Public market investors have a large variety of infrastructure and software that helps them keep track of, analyze and manage their investments, but that’s not the case for investors in private companies, such as venture capitalists. Indeed, a lot of private market investors have to manage and upload information about their investments into a plethora of back-office systems, and a lot of times they have to do it manually.
There are a few platforms that make the task easy, though — Apax, Vistra, IQEQ, and Carta, in particular, dominate the investment management space.
A newer player, bunch, based out of Berlin, wants to make it easy for investors to manage their investments, administrate and transact within the private markets, and it has now raised $15.5 million in a Series A round to continue building its platform. The startup has now raised a total of $22 million to date, and claims that private funds currently manage some €2 billion worth of assets through its platform.
The Series A round was led by FinTech Collective.
With the IPO window more or less closed for the last couple of years, private markets have grown by default as investors look for liquidity and opportunities to sell or buy shares in hot startups. As we saw in March, in the absence of IPOs, investors have increasingly been turning to secondary marketplaces where private companies can authorize their shareholders to sell a limited amount of stock to approved investors.
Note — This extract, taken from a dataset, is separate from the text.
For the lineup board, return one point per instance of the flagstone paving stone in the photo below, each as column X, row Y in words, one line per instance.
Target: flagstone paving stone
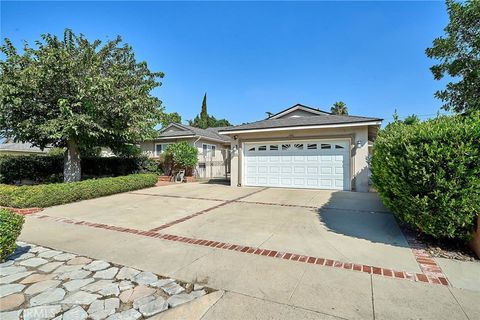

Transactions on secondary markets rose from $35 billion in 2017 to $105 billion in 2021 and are expected to total $138 billion in 2023, when year-end tallies are available, according to data from Industry Ventures.
And, the alternative asset market is expected to be worth nearly $40 trillion by the end of the decade, with the private markets data sector expected to be worth $18 billion by 2030.
However, much of the private investment industry is run on relatively older platforms.
Founded in late 2021 by Levent Altunel and Enrico Ohnemüller, bunch is aimed at venture capital and private equity investors. The platform lets investors store private market data points, access to up-to-date information, automate workflows, and run pre- and post-close services.
Over a call, Levent Altunel told TechCrunch: “Right now, VCs operate almost like bookkeepers and accountants, doing stuff manually like transferring data in and out of Excel or PDFs. We automate and digitize that experience in a workflow that essentially reduces the errors that you can make and reduces the man-hours it takes. This frees up fund managers to concentrate on raising funds or actually investing.”
“In an industry that looks a lot like the public markets did in the 1980s, bunch is changing the game for private markets GPs and LPs,” said Toby Triebel, a partner at FinTech Collective, in a statement.
Existing investors Cherry Ventures, Motive Ventures, Broadhaven Ventures and TinyVC, a firm by AngelList’s former Europe head, Philipp Moehring, participated in the round. Angel investors including founders and executives from Klarna, Moonfare and Kinnevik also invested.